Let us ever remember the words of the Lord to the disciples in Gethsemane, “Watch and pray, that ye enter not into temptation”, Matthew 26: 41. We need to watch, to see where the attack is coming from, what the danger is. We need to pray for power and grace to resist the temptation and meet the danger. Peter says, “Be vigilant, watch, Your adversary the devil as a roaring lion walks about seeking whom he may devour. Whom resist, stedfast in faith”, 1 Peter 5: 8, 9. We used to sing at school—
Principalities and powers,
Mustering their unseen array,
Watch for thine unguarded hour
Watch and pray!
FCM
EXTRACTS
I have got away from grace if I have the slightest doubt or hesitation about God’s love.
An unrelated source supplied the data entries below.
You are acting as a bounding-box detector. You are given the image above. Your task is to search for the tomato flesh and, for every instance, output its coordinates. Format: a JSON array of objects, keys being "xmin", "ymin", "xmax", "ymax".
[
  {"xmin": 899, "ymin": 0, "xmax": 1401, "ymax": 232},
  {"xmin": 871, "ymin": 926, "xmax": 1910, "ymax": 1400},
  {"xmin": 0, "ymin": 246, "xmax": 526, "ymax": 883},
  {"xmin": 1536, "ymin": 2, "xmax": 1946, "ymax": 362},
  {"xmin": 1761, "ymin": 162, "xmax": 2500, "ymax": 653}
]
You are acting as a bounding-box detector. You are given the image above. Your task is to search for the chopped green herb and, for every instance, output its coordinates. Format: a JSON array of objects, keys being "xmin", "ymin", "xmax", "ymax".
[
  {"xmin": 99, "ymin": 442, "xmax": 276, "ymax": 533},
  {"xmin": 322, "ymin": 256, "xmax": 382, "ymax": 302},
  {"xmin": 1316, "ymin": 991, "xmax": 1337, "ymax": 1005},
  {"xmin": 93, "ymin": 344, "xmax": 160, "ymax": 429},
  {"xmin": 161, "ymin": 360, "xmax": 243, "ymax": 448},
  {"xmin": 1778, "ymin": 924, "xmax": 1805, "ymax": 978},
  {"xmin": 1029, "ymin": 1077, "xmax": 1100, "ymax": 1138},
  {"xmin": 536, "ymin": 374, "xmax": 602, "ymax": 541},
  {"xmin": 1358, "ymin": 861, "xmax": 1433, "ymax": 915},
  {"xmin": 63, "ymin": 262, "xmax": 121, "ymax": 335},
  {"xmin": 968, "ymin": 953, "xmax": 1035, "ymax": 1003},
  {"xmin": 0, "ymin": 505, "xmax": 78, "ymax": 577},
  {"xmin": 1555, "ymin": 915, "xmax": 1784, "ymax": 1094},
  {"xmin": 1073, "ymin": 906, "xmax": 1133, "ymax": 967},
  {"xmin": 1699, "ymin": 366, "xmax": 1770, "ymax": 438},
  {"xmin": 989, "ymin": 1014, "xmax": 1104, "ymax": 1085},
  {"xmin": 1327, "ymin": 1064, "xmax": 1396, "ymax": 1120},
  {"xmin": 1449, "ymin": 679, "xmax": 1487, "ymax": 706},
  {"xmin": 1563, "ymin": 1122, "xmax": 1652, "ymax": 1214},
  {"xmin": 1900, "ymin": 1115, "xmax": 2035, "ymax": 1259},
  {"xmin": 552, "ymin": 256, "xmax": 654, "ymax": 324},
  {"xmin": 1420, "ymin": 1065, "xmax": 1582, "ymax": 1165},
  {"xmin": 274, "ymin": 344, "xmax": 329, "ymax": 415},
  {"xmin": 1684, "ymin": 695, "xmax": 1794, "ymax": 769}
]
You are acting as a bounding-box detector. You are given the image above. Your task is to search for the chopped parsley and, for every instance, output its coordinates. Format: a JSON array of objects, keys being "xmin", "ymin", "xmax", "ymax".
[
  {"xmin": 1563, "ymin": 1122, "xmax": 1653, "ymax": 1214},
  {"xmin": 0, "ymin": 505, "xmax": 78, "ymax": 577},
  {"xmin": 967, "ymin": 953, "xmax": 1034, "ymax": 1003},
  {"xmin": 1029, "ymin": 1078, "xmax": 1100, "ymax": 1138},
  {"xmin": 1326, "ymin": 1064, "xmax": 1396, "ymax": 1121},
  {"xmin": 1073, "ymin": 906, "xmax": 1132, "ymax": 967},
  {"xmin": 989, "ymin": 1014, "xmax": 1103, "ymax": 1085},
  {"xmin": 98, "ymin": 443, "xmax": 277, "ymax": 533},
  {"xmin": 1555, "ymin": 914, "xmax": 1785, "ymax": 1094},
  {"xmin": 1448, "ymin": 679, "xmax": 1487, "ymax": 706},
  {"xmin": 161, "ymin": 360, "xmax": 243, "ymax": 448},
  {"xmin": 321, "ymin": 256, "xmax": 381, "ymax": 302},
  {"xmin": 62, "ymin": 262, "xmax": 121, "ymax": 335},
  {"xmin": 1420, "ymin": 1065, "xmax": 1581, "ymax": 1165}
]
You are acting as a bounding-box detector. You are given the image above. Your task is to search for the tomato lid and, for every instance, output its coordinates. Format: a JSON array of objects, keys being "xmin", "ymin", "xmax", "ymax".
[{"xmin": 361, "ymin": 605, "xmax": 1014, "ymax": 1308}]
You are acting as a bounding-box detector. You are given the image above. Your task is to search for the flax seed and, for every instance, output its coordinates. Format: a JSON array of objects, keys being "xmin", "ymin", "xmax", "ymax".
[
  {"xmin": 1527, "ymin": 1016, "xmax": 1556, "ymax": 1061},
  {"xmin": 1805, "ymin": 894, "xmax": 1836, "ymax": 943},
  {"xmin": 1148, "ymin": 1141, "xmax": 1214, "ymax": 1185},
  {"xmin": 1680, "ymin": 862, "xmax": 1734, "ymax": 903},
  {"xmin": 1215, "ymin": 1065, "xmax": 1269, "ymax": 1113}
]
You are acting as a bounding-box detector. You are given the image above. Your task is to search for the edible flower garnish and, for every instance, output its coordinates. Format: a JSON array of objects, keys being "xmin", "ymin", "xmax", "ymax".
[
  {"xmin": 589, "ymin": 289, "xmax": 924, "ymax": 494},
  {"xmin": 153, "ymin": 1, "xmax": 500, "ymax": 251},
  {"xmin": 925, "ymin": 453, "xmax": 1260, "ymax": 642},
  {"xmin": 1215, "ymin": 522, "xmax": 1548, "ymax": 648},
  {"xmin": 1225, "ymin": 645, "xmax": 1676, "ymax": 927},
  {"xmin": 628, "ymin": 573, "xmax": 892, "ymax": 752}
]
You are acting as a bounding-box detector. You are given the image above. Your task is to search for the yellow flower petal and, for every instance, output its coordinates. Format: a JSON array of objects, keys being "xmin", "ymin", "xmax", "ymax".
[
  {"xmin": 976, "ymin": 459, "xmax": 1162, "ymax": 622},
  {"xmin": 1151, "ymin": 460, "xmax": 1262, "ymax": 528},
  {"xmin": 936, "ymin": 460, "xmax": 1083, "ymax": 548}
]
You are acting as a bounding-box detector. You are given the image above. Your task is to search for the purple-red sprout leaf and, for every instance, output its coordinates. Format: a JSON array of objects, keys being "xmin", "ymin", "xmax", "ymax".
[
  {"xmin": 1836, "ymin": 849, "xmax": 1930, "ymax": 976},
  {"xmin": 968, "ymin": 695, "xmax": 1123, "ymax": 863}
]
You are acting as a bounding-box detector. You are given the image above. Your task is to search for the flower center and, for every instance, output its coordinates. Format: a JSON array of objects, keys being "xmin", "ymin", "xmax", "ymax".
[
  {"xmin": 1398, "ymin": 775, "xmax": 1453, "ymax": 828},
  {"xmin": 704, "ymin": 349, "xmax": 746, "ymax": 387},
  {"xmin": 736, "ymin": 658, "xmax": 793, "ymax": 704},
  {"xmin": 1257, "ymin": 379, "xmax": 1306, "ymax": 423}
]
I shall then be saying, I am unhappy, because I am not what I should like to be. But, dear friends, this is not the question: the real question is, whether God is what we should like Him to be, whether Jesus is all we could wish. If the consciousness of what we are, of what we find in ourselves, has any other effect than, while it humbles us, to increase our adoration of what God is, we are off the ground of pure grace. The immediate effect of such consciousness should be to make our hearts reach out to God and to His grace as abounding over it all.
J. N. Darby (‘Coll. Wrtgs.’. Vol. 12, p.194)
In moving about in this world and noting what exists among the saints, what one observes—and one includes oneself—is that we are so unfeeling, and hence there are no tears that can be put into God’s bottle … tears that are fit for God’s bottle are rare. But these tears (Luke 7: 44) were such; they were such as could wash the feet of the Lord. And then her hair is used to wipe His feet; it is the complete devotedness of all that she might treasure for the refreshment of Christ ... Christ was supreme in her heart; He had won a place down there in the very depths of it.
J. Taylor (N.S. Vol. 75, p.16)
The great mark of having been baptised with the Holy Spirit would be that we should work together harmoniously as members of that body into which He has baptised us. The baptism of the Spirit is not exactly an individual matter; it puts all the saints vitally together in a living organism, and the great evidence of the power of the Spirit is that we function properly as members of the body. To function properly as a member of the body of Christ is morally greater than to work a miracle or speak with tongues.
C. A. Coates (‘Outline of Luke’s Gospel’, p.53)
I have referred before now to the three women who were martyred at Wigtown. On their monument it says, ‘They died to maintain the rights of Christ in the assembly’. I do not know that anything more noble could be said of any saint than that.